New ambassadors are tasked with multilateral diplomatic efforts

Posted June. 08, 2022 07:53,   

Updated June. 08, 2022 07:53


President Yoon Suk-yeol has completed filling ambassadorial posts for the United States, Japan, China, Russia, and the United Nations. On Tuesday, President Yoon appointed four ambassadors—Yoon Duk-min, former head of the Korea National Diplomatic Academy, as ambassador to Japan; Chung Jae-ho, professor of international relations at Seoul National University, as ambassador to China; Chang Ho-jin, former presidential secretary for foreign affairs under the Lee Myung-bak administration; and Hwang Joon-kook, former ambassador to Britain, as ambassador to the United Nations. Earlier, Cho Tae-yong, former People Power Party lawmaker, was named ambassador to the United States.

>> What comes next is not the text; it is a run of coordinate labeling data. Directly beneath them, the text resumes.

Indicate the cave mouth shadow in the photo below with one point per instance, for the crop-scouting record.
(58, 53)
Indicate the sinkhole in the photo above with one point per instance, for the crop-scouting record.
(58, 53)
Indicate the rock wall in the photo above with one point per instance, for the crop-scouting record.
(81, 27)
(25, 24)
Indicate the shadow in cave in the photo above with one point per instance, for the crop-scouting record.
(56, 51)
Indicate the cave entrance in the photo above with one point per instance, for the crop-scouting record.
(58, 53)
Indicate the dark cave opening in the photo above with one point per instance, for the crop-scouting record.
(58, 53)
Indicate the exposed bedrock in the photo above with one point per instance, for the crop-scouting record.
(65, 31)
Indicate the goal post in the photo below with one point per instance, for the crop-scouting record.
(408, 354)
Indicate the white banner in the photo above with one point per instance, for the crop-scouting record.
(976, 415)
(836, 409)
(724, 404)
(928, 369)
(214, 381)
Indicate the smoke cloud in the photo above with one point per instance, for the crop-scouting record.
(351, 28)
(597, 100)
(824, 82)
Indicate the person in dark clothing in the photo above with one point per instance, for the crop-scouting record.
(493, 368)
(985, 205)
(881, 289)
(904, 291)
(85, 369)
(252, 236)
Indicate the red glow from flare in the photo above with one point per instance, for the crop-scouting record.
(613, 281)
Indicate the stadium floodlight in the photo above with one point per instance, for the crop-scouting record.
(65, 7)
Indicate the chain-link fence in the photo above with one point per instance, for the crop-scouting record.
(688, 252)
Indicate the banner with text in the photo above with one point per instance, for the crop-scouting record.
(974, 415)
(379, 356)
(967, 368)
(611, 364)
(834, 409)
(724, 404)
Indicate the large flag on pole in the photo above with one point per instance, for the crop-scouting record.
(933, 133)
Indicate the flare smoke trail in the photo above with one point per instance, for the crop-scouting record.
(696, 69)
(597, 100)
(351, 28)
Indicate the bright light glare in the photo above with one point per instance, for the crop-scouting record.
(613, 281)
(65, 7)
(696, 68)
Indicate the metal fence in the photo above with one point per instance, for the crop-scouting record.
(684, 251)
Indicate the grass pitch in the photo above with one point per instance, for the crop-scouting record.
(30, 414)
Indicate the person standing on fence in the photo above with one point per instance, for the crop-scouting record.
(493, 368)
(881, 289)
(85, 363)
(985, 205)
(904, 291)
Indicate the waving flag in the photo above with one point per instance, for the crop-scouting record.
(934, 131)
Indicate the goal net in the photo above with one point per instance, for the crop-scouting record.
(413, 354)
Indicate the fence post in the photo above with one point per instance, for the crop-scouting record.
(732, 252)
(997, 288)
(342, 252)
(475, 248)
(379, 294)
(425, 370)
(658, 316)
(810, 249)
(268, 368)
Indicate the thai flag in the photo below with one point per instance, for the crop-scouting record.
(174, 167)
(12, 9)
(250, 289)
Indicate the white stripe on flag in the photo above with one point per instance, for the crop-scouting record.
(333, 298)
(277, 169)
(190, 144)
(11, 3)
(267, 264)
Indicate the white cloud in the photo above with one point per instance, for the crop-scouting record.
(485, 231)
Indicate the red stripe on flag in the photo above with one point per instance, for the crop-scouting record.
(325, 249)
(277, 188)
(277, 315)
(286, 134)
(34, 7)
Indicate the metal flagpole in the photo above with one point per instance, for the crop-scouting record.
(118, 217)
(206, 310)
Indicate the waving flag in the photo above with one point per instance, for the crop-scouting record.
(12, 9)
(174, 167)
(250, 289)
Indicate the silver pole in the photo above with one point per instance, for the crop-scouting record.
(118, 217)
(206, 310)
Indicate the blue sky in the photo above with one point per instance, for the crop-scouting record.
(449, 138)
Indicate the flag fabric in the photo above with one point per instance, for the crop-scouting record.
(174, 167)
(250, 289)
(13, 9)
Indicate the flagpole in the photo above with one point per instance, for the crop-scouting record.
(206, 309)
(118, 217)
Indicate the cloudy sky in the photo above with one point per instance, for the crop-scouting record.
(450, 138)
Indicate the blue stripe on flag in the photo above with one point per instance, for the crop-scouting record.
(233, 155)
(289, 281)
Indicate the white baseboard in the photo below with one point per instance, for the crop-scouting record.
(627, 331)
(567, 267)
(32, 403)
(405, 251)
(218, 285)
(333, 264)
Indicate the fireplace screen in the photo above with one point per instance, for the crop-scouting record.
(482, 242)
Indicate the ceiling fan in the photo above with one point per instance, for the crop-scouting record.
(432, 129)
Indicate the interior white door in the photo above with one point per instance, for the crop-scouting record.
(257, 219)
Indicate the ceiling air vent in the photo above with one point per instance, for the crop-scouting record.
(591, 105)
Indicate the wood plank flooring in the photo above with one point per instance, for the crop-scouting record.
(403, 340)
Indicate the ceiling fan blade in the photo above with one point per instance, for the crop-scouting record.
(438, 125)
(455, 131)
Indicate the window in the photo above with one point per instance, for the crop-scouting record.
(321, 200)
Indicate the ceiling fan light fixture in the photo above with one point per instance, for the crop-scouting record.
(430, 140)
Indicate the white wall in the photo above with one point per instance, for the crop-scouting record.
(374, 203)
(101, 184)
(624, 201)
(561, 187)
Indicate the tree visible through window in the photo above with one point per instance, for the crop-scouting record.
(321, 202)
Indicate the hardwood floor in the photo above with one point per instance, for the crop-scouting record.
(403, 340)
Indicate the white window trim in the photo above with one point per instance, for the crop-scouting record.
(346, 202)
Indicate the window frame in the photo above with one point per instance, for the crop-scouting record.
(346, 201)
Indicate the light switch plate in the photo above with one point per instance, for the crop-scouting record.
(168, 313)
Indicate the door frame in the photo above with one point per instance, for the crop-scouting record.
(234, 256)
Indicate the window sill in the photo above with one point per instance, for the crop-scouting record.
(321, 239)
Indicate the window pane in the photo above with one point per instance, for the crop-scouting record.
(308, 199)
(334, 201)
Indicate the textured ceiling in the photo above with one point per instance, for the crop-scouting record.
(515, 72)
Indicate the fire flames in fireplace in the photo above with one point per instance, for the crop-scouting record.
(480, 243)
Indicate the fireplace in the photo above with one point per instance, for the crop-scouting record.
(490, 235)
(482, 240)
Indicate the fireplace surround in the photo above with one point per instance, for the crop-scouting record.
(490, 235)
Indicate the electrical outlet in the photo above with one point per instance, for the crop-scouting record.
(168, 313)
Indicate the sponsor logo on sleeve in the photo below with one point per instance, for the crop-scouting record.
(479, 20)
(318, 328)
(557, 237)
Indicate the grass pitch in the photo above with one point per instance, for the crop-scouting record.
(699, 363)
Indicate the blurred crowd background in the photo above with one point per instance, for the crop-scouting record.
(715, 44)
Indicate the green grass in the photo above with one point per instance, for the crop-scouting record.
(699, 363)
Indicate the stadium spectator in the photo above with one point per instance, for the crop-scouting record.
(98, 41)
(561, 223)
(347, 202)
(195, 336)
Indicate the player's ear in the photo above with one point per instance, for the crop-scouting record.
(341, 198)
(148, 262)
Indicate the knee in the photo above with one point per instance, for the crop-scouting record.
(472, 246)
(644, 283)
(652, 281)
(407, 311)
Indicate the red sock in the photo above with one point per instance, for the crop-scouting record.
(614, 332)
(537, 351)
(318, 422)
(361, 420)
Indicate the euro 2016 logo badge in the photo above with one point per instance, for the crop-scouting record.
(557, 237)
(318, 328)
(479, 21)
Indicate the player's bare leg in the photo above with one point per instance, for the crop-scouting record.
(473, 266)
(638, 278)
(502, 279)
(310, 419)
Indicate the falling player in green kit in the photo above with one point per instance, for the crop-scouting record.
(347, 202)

By appointing five major ambassadorial posts with career diplomats and scholars, the Yoon Suk-yeol administration has differentiated itself from the former Moon administration that named non-diplomatic politicians to ambassadorial posts. Unlike the envoys under the former administration, many of whom merely held onto posts mostly without much presence and were criticized for inappropriate choice of words, the newly appointed envoys are expected to display their competency and experience in diplomatic affairs. Their professional expertise are especially in need during times of change, like right now, when the country is surrounded by external variables, including U.S.-China conflict and global supply chain disruption.

Although the Yoon administration’s appointment is open to criticism that it gave posts on the basis of presidential campaign contributions and based on personal connections, the appointees are the known “U.S. specialists,” many of whom served under the Lee Myung-bak and Park Geun-hye administrations but were expelled under the Moon Jae-in administration.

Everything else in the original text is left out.